Morgan's second LP, In The Yard, featured Philip Guston's painting Evidence, 1970 on the cover. Morgan has lectured on the painter Philip Guston since 2012. He gave four lectures on the west coast of the United States on the occasion of Guston's 100th birthday in June, 2013.

Morgan arranged and performed drums and percussion with Robin Pecknold and Morgan Henderson on the soundtrack for the documentary Birth Story: Ina May Gaskin & The Farm Wives in 2012.

He arranged and performed and was the recording engineer for drums and percussion for Roy Harper's Man Or Myth, a September 23, 2013 release on Bella Union.

On October 22, 2013, Morgan performed the song Corduroy from Pearl Jam's album Vitalogy with Robin Pecknold and Daniel Rossen on Late Night With Jimmy Fallon, as a part of that show's "Pearl Jam Week".

Morgan arranged and performed drums and percussion for composer Brocker Way's score of The Battered Bastards of Baseball, a Netflix Original Documentary released July 11, 2014.

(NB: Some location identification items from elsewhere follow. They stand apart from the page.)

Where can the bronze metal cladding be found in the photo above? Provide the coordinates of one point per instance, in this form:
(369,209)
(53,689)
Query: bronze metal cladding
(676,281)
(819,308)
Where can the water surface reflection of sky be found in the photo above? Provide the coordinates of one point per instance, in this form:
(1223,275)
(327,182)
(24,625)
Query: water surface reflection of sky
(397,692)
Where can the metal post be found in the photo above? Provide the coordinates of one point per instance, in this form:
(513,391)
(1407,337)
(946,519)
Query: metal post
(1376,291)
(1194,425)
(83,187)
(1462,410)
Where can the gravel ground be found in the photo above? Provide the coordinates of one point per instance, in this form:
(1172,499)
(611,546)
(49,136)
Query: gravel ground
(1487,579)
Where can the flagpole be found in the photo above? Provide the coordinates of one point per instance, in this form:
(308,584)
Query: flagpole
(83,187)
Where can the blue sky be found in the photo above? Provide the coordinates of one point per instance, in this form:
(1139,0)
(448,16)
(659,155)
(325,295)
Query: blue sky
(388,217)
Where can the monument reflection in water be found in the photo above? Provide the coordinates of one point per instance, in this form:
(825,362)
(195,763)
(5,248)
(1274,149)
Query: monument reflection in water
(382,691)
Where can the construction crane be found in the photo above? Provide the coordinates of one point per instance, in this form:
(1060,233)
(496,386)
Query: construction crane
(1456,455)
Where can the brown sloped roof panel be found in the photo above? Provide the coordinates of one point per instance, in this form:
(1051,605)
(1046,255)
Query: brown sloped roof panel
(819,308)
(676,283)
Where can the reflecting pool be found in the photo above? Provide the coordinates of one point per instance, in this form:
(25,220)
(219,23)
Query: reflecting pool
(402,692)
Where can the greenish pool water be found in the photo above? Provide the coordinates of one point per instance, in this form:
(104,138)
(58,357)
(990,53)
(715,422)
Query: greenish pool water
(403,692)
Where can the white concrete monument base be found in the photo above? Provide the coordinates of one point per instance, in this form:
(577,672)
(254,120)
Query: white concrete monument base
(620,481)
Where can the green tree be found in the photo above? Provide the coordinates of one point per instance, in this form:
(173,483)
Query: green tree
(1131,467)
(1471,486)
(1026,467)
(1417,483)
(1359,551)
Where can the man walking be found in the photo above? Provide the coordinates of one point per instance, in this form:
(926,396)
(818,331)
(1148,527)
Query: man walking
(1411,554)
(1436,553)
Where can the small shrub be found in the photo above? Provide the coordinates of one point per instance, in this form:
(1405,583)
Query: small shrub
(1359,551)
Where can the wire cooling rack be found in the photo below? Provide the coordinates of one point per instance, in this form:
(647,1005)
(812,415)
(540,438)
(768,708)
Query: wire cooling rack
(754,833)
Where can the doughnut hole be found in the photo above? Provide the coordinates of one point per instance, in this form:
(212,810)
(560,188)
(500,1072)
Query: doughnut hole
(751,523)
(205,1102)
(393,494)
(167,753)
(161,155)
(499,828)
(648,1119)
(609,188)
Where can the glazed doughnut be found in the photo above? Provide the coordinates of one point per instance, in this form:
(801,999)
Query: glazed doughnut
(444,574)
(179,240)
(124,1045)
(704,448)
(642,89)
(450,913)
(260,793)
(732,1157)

Along with Robin Pecknold and Morgan Henderson, he arranged and performed drums for the score of A Nice Day For A Walk To The End, a film by Sean Pecknold and Matt Daniels, released July 2014.

Morgan and Robin Pecknold scored the Off-Broadway play Wyoming, which was written by Brian Watkins and directed by Danya Taymor. The play was presented at NYC's Theater For The New City from January 15–31, 2015.

On May 18, 2016, while answering fan questions on his Instagram account, Pecknold announced that his band Fleet Foxes was working on new material with Morgan as the drummer.

In late 2017/early 2018, Morgan arranged and performed drums and percussion for composer Brocker Way's score of the 2018 Netflix documentary series Wild, Wild Country.

Morgan lives in Portland, OR and was born and raised in Nevada City, CA.